Giants like Google and Apple not only run back-up and cloud services for their customers using their own storage, but also collect their own separate user data, including internet activity and location.

Google says that even after something has been deleted by a user and is therefore not visible to them – such as a browser history – some of it may still be retained “to comply with legal or regulatory requirements”.

If these firms receive an official demand, they can challenge it, but the pressure is on them to comply.

In 2021, the New York Times reported that in the first six months of 2020, Apple challenged only 4% of requests for customer account data. and generally complied with 80-85%.

According to Google’s transparency report, it supplied “some data” in 82% of cases requesting information in the first six months of 2021. Of almost 51,000 cases, 20,701 were subpoenas and 25,077 search warrants.

Is this the time for tech firms to reconsider their data practices?

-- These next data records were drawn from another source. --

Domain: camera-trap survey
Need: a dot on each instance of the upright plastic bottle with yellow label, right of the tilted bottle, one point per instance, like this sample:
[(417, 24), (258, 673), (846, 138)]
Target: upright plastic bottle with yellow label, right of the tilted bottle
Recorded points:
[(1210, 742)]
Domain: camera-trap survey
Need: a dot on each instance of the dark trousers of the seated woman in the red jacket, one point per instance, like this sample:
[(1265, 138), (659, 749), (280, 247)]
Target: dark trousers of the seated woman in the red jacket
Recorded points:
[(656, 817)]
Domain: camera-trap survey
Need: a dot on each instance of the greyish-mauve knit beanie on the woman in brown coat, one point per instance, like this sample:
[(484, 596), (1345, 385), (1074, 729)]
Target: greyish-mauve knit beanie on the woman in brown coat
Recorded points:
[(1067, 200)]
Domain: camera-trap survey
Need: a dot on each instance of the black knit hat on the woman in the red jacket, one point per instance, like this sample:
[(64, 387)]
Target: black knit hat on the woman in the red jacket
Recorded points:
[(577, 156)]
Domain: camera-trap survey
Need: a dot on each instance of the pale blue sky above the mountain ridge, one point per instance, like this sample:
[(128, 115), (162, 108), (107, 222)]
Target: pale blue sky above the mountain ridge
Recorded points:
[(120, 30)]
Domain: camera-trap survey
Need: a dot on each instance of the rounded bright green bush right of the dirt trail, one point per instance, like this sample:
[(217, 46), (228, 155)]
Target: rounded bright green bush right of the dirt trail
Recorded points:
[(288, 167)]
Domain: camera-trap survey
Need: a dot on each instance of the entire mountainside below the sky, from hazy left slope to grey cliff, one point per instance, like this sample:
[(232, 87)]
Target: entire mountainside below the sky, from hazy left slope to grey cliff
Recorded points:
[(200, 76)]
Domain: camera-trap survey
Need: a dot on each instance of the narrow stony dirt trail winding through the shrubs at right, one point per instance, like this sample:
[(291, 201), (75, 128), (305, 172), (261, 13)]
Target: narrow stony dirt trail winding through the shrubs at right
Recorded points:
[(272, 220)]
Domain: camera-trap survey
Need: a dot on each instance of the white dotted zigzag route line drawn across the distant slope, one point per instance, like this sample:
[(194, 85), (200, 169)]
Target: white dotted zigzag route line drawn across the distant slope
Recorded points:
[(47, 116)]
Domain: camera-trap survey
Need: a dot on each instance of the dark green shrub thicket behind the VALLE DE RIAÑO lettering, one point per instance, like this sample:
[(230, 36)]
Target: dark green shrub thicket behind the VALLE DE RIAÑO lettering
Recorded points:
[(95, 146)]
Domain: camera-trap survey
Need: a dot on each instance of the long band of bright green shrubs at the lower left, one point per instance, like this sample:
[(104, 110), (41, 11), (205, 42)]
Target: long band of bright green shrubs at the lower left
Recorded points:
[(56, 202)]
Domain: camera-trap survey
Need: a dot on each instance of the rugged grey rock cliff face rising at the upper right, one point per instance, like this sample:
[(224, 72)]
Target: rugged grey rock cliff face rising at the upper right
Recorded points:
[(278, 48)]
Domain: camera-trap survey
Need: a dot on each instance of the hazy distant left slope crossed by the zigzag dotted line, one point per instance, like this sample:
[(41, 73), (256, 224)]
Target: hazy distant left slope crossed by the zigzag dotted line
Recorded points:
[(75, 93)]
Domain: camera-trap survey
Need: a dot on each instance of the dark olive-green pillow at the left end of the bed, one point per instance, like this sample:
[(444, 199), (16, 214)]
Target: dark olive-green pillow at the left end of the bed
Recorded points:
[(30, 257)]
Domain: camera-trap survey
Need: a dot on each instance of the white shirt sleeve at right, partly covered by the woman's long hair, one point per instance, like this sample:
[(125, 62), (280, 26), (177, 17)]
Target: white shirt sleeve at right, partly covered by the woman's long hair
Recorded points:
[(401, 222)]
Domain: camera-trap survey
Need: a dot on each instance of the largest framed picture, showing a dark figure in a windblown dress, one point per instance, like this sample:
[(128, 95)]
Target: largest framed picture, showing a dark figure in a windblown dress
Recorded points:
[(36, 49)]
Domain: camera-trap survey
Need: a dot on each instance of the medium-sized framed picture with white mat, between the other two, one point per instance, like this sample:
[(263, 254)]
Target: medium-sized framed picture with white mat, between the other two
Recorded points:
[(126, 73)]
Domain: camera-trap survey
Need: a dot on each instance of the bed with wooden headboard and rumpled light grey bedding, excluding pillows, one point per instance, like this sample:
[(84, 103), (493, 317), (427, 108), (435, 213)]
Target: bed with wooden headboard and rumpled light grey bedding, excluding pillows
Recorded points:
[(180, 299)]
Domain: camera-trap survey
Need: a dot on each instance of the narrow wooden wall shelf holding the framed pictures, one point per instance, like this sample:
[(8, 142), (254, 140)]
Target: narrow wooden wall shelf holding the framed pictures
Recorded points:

Last month, a number of senior members of the US Congress, including Elizabeth Warren and Bernie Sanders, signed an open letter to Google asking it to collect and store less data about its users, including location information, out of concern that it could be used to bring about abortion prosecutions.

“No law requires Google to collect and keep records of its customers’ every movement,” they wrote.

So far, the tech firms have not commented on whether they plan to make any changes to the way in which they collect and manage customer data in light of the ruling.

The BBC has asked for this information.

What many large US firms – including Facebook owner, Meta, as well as Disney and Amazon – have said is that they will fund expenses for employees who have to travel to another state for medical care which is not available where they are, including abortion.

There is some concern that people who live in a state where abortion is banned but travel out of state to have one, may face prosecution when they return. It is unclear whether this could be the case, but it is not routinely applied to other laws which vary from state to state, such as gambling.

Dr Stephanie Hare, author of the book Technology is not Neutral, says that while the companies’ commitment is “a welcomed first step”, it’s not enough.

“That’s only going to help a very small amount of people, assuming some of them want to share this information with their employer in the first place,” she said.

“What we need to know is what these firms are going to do to limit data collection on all users, and how they can prevent user data from being used against them in their healthcare choices.”

The EFF has published a privacy guide which includes this advice:

As for researching abortion online, Prof Alan Woodward, from University of Surrey, believes it’s unlikely that law enforcement will speculatively begin to seek this sort of personal data.

“They’re not likely to be going after people who are thinking about having an abortion,” he said.

“But if they are gathering evidence after the event, if they have arrested someone – that evidence could then include browser history, emails and messages.”